Character tokenization was created to address some of the issues that come with word tokenization. Instead of breaking text into words, it completely separates text into characters. This allows the tokenization process to retain information about OOV words that word tokenization cannot.
Character tokenization doesn’t have the same vocabulary issues as word tokenization as the size of the ‘vocabulary’ is only as many characters as the language needs. For English, for example, a character tokenization vocabulary would have about 26 characters.
While character tokenization solves OOV issues, it isn‘t without its own complications. By breaking even simple sentences into characters instead of words, the length of the output is increased dramatically. With word tokenization, our previous example “what restaurants are nearby” is broken down into four tokens. By contrast, character tokenization breaks this down into 24 tokens, a 6X increase in tokens to work with.
Character tokenization also adds an additional step of understanding the relationship between the characters and the meaning of the words. Sure, character tokenization can make additional inferences, like the fact that there are 5 “a” tokens in the above sentence. However, this tokenization method moves an additional step away from the purpose of NLP, interpreting meaning.
Sub Word Tokenization
Sub word tokenization is similar to word tokenization, but it breaks individual words down a little bit further using specific linguistic rules. One of the main tools they utilize is breaking off affixes. Because prefixes, suffixes, and infixes change the inherent meaning of words, they can also help programs understand a word’s function. This can be especially valuable for out of vocabulary words, as identifying an affix can give a program additional insight into how unknown words function.
The sub word model will search for these sub words and break down words that include them into distinct parts. For example, the query “What is the tallest building?” would be broken down into ‘what’ ‘is’ ‘the’ ‘tall’ ‘est’ ‘build’ ‘ing’

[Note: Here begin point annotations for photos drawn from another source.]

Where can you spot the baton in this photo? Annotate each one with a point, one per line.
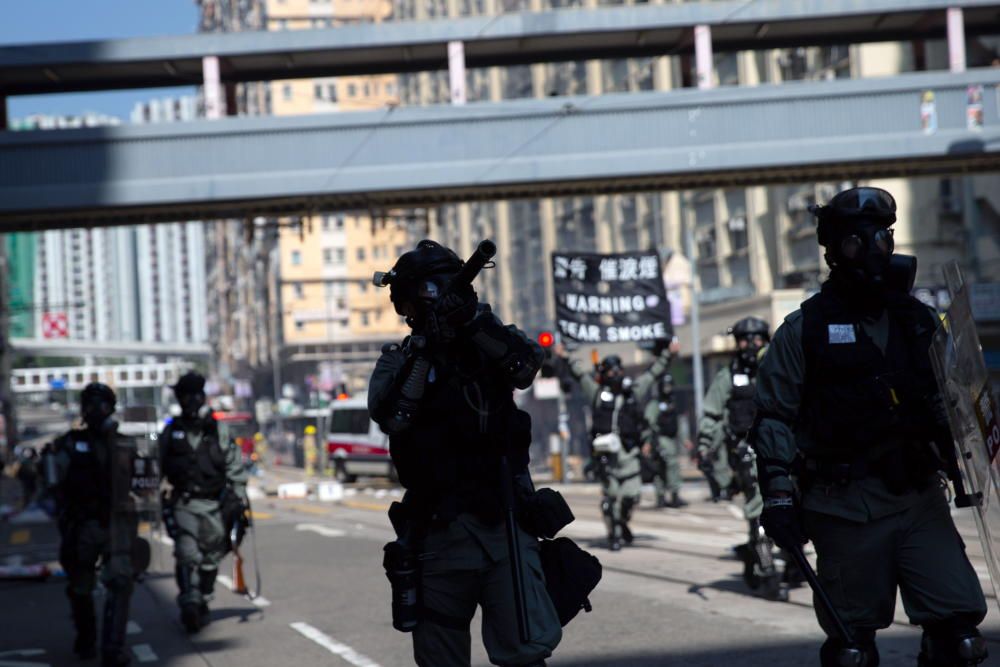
(514, 553)
(846, 636)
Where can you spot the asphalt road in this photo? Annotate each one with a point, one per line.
(676, 598)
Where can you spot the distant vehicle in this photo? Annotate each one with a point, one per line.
(355, 446)
(238, 427)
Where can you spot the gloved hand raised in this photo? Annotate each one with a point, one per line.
(782, 521)
(450, 313)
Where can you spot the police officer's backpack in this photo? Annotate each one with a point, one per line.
(570, 575)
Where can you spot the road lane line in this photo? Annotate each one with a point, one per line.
(309, 509)
(333, 646)
(325, 531)
(144, 653)
(361, 505)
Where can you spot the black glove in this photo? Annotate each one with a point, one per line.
(782, 522)
(451, 313)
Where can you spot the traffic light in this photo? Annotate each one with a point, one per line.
(546, 339)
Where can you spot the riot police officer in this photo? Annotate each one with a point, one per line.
(662, 424)
(204, 474)
(616, 404)
(89, 478)
(847, 401)
(445, 398)
(723, 430)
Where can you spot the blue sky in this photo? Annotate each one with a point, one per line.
(34, 21)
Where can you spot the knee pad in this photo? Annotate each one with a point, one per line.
(628, 503)
(950, 645)
(606, 506)
(834, 653)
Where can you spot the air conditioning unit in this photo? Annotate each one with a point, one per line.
(950, 205)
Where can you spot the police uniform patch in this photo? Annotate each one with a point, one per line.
(840, 334)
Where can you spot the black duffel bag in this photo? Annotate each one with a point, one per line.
(570, 575)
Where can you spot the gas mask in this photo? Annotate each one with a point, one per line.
(192, 404)
(864, 253)
(96, 411)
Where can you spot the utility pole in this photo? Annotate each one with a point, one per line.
(696, 371)
(6, 390)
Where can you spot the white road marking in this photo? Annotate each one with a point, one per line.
(22, 653)
(333, 646)
(325, 531)
(144, 653)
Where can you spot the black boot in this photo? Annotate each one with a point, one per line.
(190, 613)
(206, 584)
(85, 621)
(113, 653)
(676, 502)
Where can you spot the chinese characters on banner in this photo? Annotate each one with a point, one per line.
(610, 298)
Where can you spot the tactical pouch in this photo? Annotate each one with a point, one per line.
(544, 513)
(570, 575)
(402, 568)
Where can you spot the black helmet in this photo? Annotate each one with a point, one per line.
(190, 383)
(429, 258)
(751, 326)
(99, 391)
(610, 362)
(862, 203)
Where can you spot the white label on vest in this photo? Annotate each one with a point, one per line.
(841, 333)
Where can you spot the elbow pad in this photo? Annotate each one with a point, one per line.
(508, 348)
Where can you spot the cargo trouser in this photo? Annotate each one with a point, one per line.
(918, 551)
(465, 565)
(668, 475)
(199, 545)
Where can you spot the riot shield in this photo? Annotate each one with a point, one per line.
(135, 516)
(962, 378)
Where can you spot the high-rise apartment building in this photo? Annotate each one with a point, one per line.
(140, 283)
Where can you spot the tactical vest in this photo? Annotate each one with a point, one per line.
(666, 419)
(199, 471)
(857, 401)
(85, 492)
(739, 406)
(629, 417)
(449, 458)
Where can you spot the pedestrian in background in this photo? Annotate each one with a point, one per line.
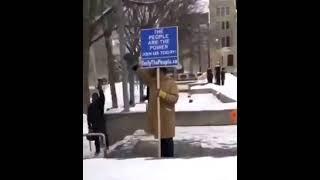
(223, 75)
(96, 122)
(209, 75)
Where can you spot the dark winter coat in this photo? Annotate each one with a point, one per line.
(95, 114)
(223, 75)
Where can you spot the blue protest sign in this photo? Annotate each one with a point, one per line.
(159, 47)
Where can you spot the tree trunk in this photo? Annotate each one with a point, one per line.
(131, 88)
(92, 59)
(85, 87)
(141, 91)
(111, 74)
(122, 52)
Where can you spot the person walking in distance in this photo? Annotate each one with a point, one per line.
(96, 122)
(169, 95)
(223, 75)
(209, 75)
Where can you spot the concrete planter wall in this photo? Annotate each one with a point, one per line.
(123, 124)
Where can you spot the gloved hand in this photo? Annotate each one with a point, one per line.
(162, 94)
(131, 60)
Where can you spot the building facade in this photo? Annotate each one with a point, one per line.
(223, 33)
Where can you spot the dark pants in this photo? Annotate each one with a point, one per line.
(97, 140)
(167, 147)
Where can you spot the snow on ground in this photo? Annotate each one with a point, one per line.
(229, 89)
(201, 102)
(192, 141)
(107, 92)
(85, 124)
(219, 139)
(204, 168)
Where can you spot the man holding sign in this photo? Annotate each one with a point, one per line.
(168, 94)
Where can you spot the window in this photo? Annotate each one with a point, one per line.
(223, 42)
(230, 60)
(218, 11)
(222, 11)
(228, 41)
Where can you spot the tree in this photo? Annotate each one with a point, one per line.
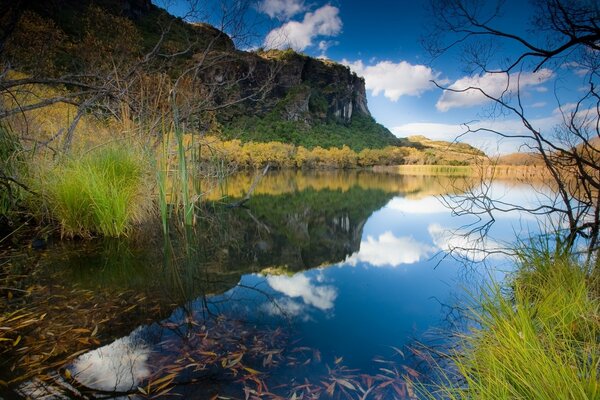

How does this method help the issue of OOV words? Let’s look at an example:
Perhaps a machine receives a more complicated word, like ‘machinating’ (the present tense of verb ‘machinate’ which means to scheme or engage in plots). It’s unlikely that machinating is a word included in many basic vocabularies.
If the NLP model was using word tokenization, this word would just be converted into just an unknown token. However, if the NLP model was using sub word tokenization, it would be able to separate the word into an ‘unknown’ token and an ‘ing’ token. From there it can make valuable inferences about how the word functions in the sentence.
But what information can a machine gather from a single suffix? The common ‘ing’ suffix, for example, functions in a few easily defined ways. It can form a verb into a noun, like the verb ‘build’ turned into the noun ‘building’. It can also form a verb into its present participle, like the verb ‘run’ becoming ‘running.’
If an NLP model is given this information about the ‘ing’ suffix, it can make several valuable inferences about any word that uses the sub word ‘ing.’ If ‘ing’ is being used in a word, it knows that it is either functioning as a verb turned into a noun, or as a present verb. This dramatically narrows down how the unknown word, ‘machinating,’ may be used in a sentence.
There are multiple ways that text or speech can be tokenized, although each method’s success relies heavily on the strength of the programming integrated in other parts of the NLP process. Tokenization serves as the first step, taking a complicated data input and transforming it into useful building blocks for the natural language processing program to work with.
As natural language processing continues to evolve using deep learning models, humans and machines are able to communicate more efficiently. This is just one of many ways that tokenization is providing a foundation for revolutionary technological leaps.